Premetto che io sono un super fan del regista, Michael Mann (per me nel ristrettissimo gotha dei migliori registi al mondo), per cui sono andato al cinema per gustarmi il nuovo film di Mann, più che per vedere un film sull'automobilismo o la biografia attendibile di Enzo Ferrari. Il film mi è piaciuto molto e l'ho trovato prettamente manniano: come quasi tutti gli altri titoli del regista, racconta la storia e le difficoltà di un uomo che è prima di tutto un professionista, e la cui professionalità trattiene e in un certo senso nasconde la sua umanità (Ferrari ha imparato a gestire il dolore per la scomparsa dei suoi piloti dopo la morte di Campari e Borzacchini, bel riferimento storico); solo nel conforto di un contesto privato e sicuro i protagonisti manniani si lasciano andare di più alle emozioni.
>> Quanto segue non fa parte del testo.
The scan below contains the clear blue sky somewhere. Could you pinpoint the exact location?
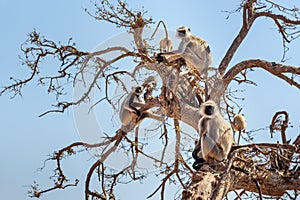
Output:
[0,0,300,200]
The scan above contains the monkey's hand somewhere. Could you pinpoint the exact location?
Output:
[193,158,205,171]
[135,110,141,116]
[155,53,164,63]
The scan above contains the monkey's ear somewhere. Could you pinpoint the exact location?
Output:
[204,82,210,102]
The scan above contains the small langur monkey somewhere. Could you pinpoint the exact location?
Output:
[232,114,247,144]
[193,100,234,169]
[119,85,163,133]
[143,76,157,103]
[151,20,173,53]
[157,26,212,78]
[159,37,173,53]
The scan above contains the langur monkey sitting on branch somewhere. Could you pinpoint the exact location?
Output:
[193,100,234,170]
[151,20,173,53]
[231,114,247,144]
[156,26,212,78]
[119,85,163,133]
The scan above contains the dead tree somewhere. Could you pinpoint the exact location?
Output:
[0,0,300,200]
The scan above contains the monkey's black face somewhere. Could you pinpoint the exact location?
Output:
[204,105,215,115]
[135,86,143,94]
[177,29,186,37]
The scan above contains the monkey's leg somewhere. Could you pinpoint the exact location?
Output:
[238,131,242,145]
[201,134,226,161]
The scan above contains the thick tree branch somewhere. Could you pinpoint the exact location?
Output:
[223,59,300,89]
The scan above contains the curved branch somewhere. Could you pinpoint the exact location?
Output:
[219,1,300,75]
[223,59,300,89]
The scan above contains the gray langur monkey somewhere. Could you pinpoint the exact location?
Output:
[143,76,158,103]
[193,100,234,168]
[159,37,173,53]
[151,20,173,53]
[231,114,247,144]
[157,26,212,78]
[119,85,163,133]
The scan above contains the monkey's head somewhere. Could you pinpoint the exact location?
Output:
[200,100,218,118]
[176,26,191,39]
[132,85,144,95]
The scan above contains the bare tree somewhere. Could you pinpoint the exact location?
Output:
[0,0,300,200]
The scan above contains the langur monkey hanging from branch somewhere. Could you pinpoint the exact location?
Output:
[231,114,247,144]
[156,26,212,78]
[193,100,234,170]
[119,85,163,133]
[151,20,173,53]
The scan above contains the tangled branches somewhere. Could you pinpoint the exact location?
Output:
[0,0,300,200]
Quindi, un grande protagonista le cui gioie non sono mai piene e sono sempre terribili (emblematico quel che accade nella Mille Miglia del 1957, attorno alla quale ruota il film), raccontato in un contesto storico accurato ma prendendosi varie (e dovute) libertà per quanto riguarda il contesto privato (sono comunque belle le due figure femminili che si muovono attorno a Enzo). Tecnicamente molto belle le riprese delle corse.

 

Adam Driver è indubbiamente bravo, ma mi fa strano veder interpretare Enzo Ferrari da un attore più giovane e dalla fisicità piuttosto diversa rispetto a quella della persona che interpreta (Driver è alto e dinoccolato, Ferrari era alto ma corpulento). In ogni caso, alla fine l'interpretazione è convincente.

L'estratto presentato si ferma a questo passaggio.